Debugging was challenging because I am unfamiliar with the language and there is a distinct lack of meaningful variable names so it is easy to lose track of what is in each register. I found it very helpful to keep a text document open that I updated with the contents of each register when I started using a new one. The program didn’t require much debugging because each instruction was so simple it was easy to predict the results. The only situation that gave me pause was when unexpected characters were printed. Our professor pointed out fairly quickly that is was happing because I was relying on the length value that was stored in a register that was getting clobbered. His help saved us from having to debug that particular error.

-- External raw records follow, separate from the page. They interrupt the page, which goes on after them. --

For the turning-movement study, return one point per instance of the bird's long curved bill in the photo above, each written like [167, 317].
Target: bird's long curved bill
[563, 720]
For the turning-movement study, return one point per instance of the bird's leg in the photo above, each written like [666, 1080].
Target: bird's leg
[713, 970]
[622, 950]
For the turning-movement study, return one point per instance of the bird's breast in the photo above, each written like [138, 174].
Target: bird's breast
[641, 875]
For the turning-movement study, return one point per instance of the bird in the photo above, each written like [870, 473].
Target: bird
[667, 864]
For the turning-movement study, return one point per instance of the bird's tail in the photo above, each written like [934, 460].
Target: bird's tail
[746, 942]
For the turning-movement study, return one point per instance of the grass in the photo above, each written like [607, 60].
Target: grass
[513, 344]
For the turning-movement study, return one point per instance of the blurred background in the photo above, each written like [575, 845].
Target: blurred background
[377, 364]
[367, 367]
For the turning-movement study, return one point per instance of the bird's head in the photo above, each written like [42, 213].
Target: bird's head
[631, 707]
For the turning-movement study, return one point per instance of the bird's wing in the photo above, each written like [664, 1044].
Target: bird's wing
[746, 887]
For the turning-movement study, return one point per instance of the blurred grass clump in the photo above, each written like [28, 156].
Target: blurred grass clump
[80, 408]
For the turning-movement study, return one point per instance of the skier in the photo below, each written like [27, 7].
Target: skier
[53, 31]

Writing this program was an interesting task and did not take as long as I expected it to. That being said it still took much longer and was much more work than writing the same program in C, which would have taken less than a minute and only 4-6 lines of code. The syntax for assembly on x86_64 felt more natural to read and write and took less effort to understand but the syntax for AArch64 had a number of features, like significantly more address space that could be treated as registers and selecting the output register for math functions, that I think would be very handy for more complex applications.
I didn’t have to do much research for this post. The only resources I used are from the lab or in the resources section of these three pages:
Assembler Basics: Assembler_Basics
x86_64 Registers: X86_64_Register_and_Instruction_Quick_Start
AArch64 Registers: Aarch64_Register_and_Instruction_Quick_Start
The following is a zip file containing the source code for the various loop programs I wrote for this lab: assemblyLoopSource.zip
This lab had an optional challenge to write a program to print out the times tables up to 12. At the time of publishing this my program is incomplete, it uses nested loops to print the left side of the equation but I have not added the functionality to do the actual multiplication. If I can find the time to finish it I will update this section.